First of all, Moses says, you can’t free your people from Egypt and then destroy them as soon as they leave. What will the Egyptians think? Who is ever going to trust you again? And what about the promise you made to Abraham, to give the Promised Land to his descendents? Was that an unconditional promise or not? If it’s conditional, if you can take it away from the descendents of Abraham and give it to the descendents of Moses instead, what good is it? You’ll just take it away again. No, you chose a people, you made promises to them, you started this project of working with one people in this world so that you could bring peace and life to the whole world. Have you lost your people? Then you need to get them back again.
There is a whole strain of theology coming from the Reformation that stresses the complete sovereignty of God – God can do whatever God wants and we have no right to complain. If God wants to predestine people to hell, ours is not to question why. Martin Luther was strongly opposed to this view – Luther agreed that God is God and we are not, but Luther said that the God of the Bible is a God who makes promises. A promise to God’s people, and a promise to each one of us in our baptism, to be our God who loves us and sets us free no matter what. And so unless you are willing to call God a liar, then we should hold God to those promises. If you’re going to worship a God who can do whatever God wants, including abandon God’s promises, then you might as well worship the golden calf. It’s the same idea. But, Moses reminds God that if God wants to work in the world through a people, then when the people get lost, God has no choice but to bring them back again. And God agrees with Moses.
But if God’s character is to be faithful to God’s promises, then of course, when any of us, or all of us, misuse the freedom and the good things of the world that God has given us, then God will not rest until everything that was lost has been found again. And this is, I think, the defense that Jesus makes of his own apparent lack of standards about whom he associates with: We know that God does anything to find what is lost, to heal what is broken, to right what is wrong, so if we are God’s children why should we not do the same? If it seems odd for Jesus, or for Christians generally, to care so much for the lost and forgotten, perhaps we don’t trust the character of God the way Moses did, or Martin Luther did.

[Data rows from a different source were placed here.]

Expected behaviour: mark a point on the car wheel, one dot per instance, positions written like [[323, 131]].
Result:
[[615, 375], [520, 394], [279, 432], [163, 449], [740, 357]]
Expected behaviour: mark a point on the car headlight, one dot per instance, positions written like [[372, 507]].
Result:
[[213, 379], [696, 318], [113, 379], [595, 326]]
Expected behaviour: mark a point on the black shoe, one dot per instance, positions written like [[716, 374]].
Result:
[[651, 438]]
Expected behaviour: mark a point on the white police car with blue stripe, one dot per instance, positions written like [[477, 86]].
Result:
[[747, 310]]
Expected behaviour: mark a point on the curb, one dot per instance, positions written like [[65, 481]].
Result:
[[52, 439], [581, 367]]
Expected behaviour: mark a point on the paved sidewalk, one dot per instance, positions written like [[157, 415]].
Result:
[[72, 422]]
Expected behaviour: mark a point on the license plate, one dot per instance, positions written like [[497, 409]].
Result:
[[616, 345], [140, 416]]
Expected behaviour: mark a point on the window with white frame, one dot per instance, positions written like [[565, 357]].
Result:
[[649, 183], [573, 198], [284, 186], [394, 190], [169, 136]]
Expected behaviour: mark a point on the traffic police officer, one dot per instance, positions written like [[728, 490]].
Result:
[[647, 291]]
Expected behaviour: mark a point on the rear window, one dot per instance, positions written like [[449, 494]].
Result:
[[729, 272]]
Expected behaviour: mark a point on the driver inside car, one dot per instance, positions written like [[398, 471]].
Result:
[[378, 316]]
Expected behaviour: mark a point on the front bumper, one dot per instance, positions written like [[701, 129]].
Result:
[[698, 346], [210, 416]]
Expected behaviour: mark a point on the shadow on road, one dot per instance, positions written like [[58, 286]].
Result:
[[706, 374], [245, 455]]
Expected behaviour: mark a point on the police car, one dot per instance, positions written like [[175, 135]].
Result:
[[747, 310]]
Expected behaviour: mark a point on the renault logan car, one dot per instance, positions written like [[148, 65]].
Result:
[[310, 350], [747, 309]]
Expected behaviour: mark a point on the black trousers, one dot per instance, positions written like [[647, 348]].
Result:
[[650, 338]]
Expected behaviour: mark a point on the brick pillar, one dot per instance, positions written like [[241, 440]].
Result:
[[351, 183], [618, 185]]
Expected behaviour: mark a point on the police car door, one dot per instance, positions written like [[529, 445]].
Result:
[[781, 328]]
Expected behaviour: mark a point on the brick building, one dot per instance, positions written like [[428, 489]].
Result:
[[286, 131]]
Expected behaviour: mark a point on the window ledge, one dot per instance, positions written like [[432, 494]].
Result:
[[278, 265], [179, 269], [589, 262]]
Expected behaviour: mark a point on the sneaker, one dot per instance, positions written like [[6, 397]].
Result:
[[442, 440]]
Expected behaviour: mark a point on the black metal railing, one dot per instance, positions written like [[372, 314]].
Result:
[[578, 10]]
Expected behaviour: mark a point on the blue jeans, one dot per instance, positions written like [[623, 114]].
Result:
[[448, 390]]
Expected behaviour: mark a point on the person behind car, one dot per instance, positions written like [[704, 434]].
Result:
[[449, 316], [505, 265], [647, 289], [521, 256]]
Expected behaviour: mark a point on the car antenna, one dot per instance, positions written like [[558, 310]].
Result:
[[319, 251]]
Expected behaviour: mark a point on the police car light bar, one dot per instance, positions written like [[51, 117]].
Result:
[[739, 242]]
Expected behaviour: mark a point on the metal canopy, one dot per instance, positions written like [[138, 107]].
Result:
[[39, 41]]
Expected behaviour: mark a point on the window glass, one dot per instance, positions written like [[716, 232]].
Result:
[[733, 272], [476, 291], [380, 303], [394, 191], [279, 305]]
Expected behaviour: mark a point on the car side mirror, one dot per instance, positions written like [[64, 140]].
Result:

So let’s be bold and remind God, as well as ourselves, this morning, of God’s promise never to abandon us, never to stop loving us, never to write off a single person as lost. Let’s come to the Lord’s table, all of us, as God’s invited guests, and receive the promise that God would do anything, give us God’s own flesh and blood, to bring us back and make real in us the promises God has made. Let’s try to enter into the celebration of all of heaven whenever God finds the lost and sets them free.